McGaughran had given a presentation in February, and introduced an ordinance that would ban smoking in borough parks. Concerns over a lack of a police force, and the ability to enforce such a ban derailed any further action.

Thirteen of the 25 municipalities in Sussex County have ordinances banning outdoor smoking, including Vernon and Wantage.

“I know nothing has happened with the ordinance,” McGaughran said. “I heard there was some issues with enforcement. I can tell you, with coordinating this grant over eight counties in northern New Jersey, the towns that do have smoke-free ordinances report that they are self-enforcing.”

McGaughran cited a meeting with Vernon Mayor Harry Shortway, were he said that the town didn’t have any problems with enforcing the outdoor smoking ban. That a sign saying no-smoking was usually enough of a deterrent.

The council, who have been debating safety issues concerning Deckertown Park, located on Main Street, and parking enforcement on mainstreet, immediately questioned the borough's ability to enforce a smoking ban.

“Do other municipalities have police departments,” Sussex Mayor Katherine Little immediately asked?

“Some do, and some don’t,” McGaughran tried to explain. “The idea is to have a smoke-free environment. That doesn’t mean we can stop all smoking.
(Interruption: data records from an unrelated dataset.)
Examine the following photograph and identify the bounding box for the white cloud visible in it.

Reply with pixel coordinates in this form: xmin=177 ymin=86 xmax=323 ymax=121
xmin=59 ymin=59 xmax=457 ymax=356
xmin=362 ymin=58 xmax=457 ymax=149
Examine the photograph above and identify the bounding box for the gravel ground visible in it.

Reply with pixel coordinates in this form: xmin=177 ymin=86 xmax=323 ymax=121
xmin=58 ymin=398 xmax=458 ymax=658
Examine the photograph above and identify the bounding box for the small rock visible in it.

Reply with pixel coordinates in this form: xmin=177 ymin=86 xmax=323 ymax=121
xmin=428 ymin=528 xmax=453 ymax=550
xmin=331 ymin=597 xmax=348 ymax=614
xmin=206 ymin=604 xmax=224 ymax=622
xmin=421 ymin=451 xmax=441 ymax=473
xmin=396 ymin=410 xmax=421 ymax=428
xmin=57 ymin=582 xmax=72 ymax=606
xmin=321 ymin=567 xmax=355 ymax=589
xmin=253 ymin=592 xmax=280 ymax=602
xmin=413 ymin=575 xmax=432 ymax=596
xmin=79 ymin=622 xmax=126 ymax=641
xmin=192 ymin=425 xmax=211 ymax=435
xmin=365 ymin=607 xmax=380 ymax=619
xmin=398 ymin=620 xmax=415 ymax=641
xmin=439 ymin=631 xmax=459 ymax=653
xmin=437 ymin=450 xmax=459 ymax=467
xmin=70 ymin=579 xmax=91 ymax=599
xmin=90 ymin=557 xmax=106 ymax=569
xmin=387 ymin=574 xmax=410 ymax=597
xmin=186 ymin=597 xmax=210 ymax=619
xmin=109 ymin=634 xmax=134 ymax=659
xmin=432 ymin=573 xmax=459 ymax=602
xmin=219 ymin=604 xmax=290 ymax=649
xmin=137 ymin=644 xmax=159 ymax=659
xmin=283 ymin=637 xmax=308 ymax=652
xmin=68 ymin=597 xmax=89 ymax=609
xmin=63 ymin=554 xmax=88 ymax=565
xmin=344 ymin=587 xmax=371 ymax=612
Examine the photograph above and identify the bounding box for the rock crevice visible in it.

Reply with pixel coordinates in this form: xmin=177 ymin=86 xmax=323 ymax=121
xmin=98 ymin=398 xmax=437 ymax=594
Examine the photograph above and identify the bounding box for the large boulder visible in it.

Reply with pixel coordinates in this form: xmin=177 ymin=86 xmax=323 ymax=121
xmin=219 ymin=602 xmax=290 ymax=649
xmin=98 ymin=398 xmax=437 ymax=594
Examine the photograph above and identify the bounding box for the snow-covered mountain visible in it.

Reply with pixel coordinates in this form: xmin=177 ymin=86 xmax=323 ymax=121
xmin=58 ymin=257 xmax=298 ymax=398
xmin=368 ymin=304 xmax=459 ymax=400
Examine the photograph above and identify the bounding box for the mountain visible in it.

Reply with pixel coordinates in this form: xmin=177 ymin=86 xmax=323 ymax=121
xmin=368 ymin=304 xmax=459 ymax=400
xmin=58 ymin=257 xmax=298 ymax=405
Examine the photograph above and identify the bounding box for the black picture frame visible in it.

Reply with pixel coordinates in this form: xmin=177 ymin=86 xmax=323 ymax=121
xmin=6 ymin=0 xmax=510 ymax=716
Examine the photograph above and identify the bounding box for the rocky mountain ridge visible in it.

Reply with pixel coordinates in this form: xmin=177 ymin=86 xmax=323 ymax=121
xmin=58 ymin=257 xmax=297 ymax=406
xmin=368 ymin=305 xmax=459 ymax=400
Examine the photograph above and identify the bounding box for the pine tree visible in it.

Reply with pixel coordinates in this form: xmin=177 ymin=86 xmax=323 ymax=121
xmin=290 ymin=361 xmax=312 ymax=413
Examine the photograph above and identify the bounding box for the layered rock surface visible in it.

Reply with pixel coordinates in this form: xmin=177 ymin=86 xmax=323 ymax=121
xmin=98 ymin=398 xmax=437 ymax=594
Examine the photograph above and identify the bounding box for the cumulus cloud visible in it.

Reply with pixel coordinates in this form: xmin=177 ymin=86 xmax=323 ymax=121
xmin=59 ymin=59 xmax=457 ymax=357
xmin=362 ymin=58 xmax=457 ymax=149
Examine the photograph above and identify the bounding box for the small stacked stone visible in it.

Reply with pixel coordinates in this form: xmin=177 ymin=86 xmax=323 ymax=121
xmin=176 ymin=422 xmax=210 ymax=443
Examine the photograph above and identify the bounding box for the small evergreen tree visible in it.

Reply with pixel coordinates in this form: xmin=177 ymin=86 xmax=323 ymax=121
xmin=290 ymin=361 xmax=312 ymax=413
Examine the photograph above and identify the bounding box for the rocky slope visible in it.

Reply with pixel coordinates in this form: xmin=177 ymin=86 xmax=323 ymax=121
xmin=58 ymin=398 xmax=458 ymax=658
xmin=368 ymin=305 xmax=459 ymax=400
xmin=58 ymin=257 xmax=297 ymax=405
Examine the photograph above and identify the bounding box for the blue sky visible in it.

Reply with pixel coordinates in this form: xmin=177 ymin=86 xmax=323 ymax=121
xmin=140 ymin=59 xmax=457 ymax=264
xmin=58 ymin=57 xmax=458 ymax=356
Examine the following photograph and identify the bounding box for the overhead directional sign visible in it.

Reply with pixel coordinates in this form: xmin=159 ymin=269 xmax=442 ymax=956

The no-smoking signs are self-enforcing, they work on their own.”

Mayor Little, who claimed to never have smoked, said she is on oxygen as a result of secondhand smoke.

“I never smoked a day in my life, but I was around people who smoked,” Little said.

“I am in favor of restricting the smoking,” Little said, “however it is going to be a problem enforcing it.”

The council agreed to write an ordinance to vote on at a later date, but seemed very uninterested in any measure they could not enforce without a police presence to write tickets.